Although it is often referred to as the "furry lobster" and confused with lobsters outside the scientific literature, Kiwa hirsuta is a squat lobster, more closely related to crabs and hermit crabs than true lobsters. The term "furry lobster" is more commonly used for the family Synaxidae. The "yeti crab" was found in a recently discovered family called the Kiwaidae. This family is closely associated with the two families, Epsilon and Gammaproteobacteria.

==Etymology==
Macpherson et al. named the genus Kiwa after "the god(dess) of the shellfish in the Polynesian mythology." Hirsuta is Latin for "hairy."

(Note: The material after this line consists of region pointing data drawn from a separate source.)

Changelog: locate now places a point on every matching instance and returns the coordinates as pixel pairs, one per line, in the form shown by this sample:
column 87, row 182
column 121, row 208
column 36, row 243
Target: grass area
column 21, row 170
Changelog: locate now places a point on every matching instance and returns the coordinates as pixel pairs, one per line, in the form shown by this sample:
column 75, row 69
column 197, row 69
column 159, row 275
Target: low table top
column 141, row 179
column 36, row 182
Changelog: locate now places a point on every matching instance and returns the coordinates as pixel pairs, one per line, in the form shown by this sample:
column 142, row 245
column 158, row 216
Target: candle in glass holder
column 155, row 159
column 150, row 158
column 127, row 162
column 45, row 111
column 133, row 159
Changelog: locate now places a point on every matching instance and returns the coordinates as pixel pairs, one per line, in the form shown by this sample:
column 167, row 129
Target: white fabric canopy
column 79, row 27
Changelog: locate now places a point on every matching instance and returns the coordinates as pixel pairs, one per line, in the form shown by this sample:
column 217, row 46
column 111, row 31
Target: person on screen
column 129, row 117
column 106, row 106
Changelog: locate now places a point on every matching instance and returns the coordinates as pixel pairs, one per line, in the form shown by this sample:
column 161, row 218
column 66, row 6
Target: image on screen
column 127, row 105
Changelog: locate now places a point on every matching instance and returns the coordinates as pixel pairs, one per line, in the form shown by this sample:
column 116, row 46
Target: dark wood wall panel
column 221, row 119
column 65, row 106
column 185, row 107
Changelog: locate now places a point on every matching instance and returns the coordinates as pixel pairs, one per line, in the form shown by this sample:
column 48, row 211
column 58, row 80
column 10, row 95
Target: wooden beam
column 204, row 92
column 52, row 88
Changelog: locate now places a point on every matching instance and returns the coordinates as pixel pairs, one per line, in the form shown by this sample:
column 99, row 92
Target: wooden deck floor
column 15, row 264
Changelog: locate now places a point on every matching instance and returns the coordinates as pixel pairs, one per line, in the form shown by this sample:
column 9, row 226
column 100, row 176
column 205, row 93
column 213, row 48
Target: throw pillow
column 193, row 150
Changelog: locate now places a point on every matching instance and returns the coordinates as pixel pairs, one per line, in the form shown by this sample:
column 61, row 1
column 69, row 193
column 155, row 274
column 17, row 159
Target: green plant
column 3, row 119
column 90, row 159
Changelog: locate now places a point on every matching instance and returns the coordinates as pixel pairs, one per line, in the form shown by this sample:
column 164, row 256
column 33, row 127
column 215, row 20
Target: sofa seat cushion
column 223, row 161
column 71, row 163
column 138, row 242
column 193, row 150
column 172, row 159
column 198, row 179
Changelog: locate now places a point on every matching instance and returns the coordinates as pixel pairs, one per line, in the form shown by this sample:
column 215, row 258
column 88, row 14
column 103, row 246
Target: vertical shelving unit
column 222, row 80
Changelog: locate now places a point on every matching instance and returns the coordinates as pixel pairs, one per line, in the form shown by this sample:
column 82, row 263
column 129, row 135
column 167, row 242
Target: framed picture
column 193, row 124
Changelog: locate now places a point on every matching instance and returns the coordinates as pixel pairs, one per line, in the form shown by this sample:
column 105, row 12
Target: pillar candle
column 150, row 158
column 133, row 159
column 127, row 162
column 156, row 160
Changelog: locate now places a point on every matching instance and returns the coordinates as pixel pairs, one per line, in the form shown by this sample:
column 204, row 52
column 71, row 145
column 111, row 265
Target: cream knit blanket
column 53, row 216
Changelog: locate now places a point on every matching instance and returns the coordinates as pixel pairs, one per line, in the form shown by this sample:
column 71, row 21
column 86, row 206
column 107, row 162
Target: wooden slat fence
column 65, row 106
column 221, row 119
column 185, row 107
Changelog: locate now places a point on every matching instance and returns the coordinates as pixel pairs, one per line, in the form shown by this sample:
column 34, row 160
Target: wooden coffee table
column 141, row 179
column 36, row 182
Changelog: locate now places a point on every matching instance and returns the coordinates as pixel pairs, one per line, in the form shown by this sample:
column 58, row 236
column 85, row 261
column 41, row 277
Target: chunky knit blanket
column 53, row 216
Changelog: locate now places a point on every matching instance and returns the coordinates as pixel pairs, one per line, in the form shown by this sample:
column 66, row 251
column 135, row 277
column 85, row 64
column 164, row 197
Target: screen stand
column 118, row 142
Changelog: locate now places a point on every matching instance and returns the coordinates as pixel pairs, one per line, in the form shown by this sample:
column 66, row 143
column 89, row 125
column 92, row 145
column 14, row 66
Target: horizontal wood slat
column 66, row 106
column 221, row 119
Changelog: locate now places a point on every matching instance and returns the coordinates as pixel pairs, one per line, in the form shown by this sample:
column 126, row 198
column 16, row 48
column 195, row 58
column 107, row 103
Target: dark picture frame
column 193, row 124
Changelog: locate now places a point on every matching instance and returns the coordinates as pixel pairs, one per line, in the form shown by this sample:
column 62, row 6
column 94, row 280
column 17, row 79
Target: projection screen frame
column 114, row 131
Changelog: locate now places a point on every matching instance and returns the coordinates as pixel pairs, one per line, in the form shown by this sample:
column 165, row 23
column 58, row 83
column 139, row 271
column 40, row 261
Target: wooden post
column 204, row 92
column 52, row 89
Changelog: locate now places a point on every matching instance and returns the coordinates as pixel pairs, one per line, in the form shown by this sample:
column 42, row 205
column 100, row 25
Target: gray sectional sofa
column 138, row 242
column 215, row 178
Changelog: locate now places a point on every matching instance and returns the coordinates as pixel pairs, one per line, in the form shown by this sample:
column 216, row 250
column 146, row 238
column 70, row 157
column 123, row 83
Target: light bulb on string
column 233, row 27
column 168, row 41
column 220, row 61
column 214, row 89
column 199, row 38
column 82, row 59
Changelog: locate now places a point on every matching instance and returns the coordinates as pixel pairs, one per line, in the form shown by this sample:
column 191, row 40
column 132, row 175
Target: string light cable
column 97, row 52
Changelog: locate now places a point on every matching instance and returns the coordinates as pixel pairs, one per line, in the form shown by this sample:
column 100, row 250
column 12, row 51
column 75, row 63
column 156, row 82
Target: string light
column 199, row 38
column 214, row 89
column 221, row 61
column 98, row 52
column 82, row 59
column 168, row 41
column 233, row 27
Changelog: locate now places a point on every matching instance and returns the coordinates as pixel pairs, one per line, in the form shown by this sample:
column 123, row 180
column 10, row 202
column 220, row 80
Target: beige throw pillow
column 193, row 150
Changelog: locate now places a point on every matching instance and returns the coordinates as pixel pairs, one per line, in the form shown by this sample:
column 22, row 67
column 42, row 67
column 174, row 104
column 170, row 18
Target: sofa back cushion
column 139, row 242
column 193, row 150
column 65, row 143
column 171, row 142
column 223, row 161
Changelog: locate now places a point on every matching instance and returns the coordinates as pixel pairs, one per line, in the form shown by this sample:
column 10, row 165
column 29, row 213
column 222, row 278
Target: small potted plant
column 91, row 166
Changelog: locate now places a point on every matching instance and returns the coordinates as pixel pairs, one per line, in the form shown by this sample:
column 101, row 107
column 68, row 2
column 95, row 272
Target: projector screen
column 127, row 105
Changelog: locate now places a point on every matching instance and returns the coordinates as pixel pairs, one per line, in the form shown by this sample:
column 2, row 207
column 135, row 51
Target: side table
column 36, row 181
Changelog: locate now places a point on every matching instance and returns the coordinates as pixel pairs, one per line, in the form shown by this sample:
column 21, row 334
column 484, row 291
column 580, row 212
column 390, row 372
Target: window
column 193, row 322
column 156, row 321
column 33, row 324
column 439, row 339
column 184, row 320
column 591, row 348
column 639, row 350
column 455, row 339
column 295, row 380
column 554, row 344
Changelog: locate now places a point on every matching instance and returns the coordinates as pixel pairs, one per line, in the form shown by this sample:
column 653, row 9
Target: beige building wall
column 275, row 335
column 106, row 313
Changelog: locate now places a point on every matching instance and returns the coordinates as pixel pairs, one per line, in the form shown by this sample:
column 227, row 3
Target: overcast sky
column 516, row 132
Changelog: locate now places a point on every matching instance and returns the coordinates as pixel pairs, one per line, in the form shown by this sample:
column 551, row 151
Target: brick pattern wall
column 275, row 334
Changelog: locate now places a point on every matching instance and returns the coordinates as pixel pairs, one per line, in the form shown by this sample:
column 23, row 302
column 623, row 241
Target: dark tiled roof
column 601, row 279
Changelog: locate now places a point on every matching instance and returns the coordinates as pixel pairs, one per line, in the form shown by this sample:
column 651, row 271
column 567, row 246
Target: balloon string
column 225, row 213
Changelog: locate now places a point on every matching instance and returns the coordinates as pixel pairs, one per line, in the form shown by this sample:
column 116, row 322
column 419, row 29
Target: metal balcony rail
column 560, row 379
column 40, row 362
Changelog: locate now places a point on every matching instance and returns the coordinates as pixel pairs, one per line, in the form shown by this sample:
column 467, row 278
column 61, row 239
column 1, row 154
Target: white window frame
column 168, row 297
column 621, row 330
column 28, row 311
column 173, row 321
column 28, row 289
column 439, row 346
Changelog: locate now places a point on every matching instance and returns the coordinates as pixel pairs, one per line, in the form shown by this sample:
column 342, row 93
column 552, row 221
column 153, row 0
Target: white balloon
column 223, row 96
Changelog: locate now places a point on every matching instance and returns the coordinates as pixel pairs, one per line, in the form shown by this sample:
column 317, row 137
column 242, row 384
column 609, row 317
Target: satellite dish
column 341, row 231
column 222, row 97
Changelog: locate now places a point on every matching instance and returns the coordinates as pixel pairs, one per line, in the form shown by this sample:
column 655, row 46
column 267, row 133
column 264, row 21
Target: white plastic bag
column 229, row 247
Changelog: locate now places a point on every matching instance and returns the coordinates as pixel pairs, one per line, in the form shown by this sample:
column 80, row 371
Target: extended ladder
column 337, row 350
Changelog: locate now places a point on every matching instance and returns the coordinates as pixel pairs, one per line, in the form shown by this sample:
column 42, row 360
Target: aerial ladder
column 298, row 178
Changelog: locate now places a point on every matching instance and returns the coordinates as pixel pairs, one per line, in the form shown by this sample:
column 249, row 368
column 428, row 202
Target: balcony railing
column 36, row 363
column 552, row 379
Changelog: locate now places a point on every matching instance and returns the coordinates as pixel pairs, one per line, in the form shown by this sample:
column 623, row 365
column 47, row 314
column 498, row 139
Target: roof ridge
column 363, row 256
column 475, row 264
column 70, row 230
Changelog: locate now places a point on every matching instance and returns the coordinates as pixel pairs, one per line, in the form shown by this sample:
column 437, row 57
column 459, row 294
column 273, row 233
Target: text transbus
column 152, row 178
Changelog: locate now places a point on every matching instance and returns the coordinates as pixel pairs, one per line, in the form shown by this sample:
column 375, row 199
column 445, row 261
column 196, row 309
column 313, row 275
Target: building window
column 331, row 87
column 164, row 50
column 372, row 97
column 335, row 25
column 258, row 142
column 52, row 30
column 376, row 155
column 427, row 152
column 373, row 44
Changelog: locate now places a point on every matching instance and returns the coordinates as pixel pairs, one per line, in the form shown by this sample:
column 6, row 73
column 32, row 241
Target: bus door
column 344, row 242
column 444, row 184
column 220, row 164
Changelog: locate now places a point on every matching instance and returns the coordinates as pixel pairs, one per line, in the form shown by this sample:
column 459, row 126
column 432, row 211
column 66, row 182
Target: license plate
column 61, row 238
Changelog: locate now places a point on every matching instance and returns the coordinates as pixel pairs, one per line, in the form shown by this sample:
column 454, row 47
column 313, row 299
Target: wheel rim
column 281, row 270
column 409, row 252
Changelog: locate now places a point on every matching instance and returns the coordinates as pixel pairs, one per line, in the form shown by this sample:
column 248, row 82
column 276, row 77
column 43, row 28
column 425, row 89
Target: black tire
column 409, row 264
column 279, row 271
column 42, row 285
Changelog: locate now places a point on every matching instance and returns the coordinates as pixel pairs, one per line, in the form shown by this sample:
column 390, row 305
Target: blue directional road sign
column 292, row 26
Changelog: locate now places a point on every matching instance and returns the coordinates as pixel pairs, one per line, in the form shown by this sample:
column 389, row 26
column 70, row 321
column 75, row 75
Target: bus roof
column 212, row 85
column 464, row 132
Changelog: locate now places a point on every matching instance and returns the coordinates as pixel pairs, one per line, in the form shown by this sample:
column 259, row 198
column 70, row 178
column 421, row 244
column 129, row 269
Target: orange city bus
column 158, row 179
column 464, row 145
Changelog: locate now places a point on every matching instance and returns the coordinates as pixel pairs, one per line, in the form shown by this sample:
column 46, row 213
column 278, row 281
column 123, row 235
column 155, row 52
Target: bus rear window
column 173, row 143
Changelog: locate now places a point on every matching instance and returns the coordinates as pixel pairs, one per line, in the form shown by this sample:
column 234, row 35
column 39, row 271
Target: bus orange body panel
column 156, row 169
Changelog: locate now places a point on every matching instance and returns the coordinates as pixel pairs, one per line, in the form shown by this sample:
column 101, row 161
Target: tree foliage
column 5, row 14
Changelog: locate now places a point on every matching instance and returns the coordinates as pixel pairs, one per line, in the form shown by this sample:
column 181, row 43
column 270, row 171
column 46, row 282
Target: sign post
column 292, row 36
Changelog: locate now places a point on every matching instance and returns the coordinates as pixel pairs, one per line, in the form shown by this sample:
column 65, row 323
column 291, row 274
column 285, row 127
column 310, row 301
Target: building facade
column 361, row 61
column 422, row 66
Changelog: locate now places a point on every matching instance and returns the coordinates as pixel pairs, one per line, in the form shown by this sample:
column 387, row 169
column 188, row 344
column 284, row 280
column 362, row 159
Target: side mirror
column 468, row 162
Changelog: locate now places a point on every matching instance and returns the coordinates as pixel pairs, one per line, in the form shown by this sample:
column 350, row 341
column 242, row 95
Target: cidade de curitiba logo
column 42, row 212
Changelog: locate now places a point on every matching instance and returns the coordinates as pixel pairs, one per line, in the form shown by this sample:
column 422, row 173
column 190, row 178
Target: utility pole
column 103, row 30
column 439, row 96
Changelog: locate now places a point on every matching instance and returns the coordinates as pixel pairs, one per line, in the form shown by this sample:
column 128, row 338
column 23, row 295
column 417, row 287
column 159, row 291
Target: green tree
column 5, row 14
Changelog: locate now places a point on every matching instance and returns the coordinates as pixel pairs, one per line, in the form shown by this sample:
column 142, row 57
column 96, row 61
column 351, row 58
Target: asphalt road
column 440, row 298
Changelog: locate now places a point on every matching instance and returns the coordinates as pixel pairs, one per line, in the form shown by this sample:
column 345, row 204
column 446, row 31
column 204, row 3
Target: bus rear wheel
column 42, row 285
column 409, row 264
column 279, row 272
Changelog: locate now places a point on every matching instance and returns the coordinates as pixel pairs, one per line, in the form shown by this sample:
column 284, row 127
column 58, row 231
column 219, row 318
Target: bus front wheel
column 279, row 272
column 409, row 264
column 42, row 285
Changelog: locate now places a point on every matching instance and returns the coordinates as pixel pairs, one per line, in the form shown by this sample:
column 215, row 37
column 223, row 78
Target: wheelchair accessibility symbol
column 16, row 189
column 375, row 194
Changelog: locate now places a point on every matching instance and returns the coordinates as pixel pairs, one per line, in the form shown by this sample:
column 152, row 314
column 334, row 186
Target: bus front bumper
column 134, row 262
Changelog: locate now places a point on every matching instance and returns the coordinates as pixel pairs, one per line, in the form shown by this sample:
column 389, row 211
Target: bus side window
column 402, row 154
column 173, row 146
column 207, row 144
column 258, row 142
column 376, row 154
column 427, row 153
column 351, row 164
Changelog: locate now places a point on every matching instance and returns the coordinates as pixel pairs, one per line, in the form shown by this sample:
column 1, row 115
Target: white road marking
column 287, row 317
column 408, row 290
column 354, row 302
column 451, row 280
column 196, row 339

== Reproduction and life cycle ==
Kiwa hirsuta exhibits a unique reproductive strategy. Unlike many other crustaceans, the females of this species carry their eggs in a specialized brooding structure on their abdomen. The eggs are attached to setae, and the female cares for them until they hatch into larvae. This method of parental care is distinctive among deep-sea organisms.

== Genomic studies ==
Genomic studies of Kiwa hirsuta have provided insights into its evolutionary history and adaptation to the extreme environment of hydrothermal vents. The analysis of its genome may offer clues about the genetic basis of its unique characteristics, such as the adaptation to low-light conditions and the utilization of chemosynthetic bacteria for nutrition.

== Population dynamics and conservation ==
Studies on the population dynamics of Kiwa hirsuta are ongoing to understand factors such as population size, growth rates, and potential threats to its habitat. Conservation efforts are also being explored to mitigate the impact of deep-sea mining and other human activities on the hydrothermal vent ecosystems where these crabs reside.

== Behavioral observations ==
Observations of Kiwa hirsuta in its natural habitat have provided valuable information about its behavior. For example, researchers have documented interactions between individuals, including potential mating behaviors and social dynamics within populations living around hydrothermal vents.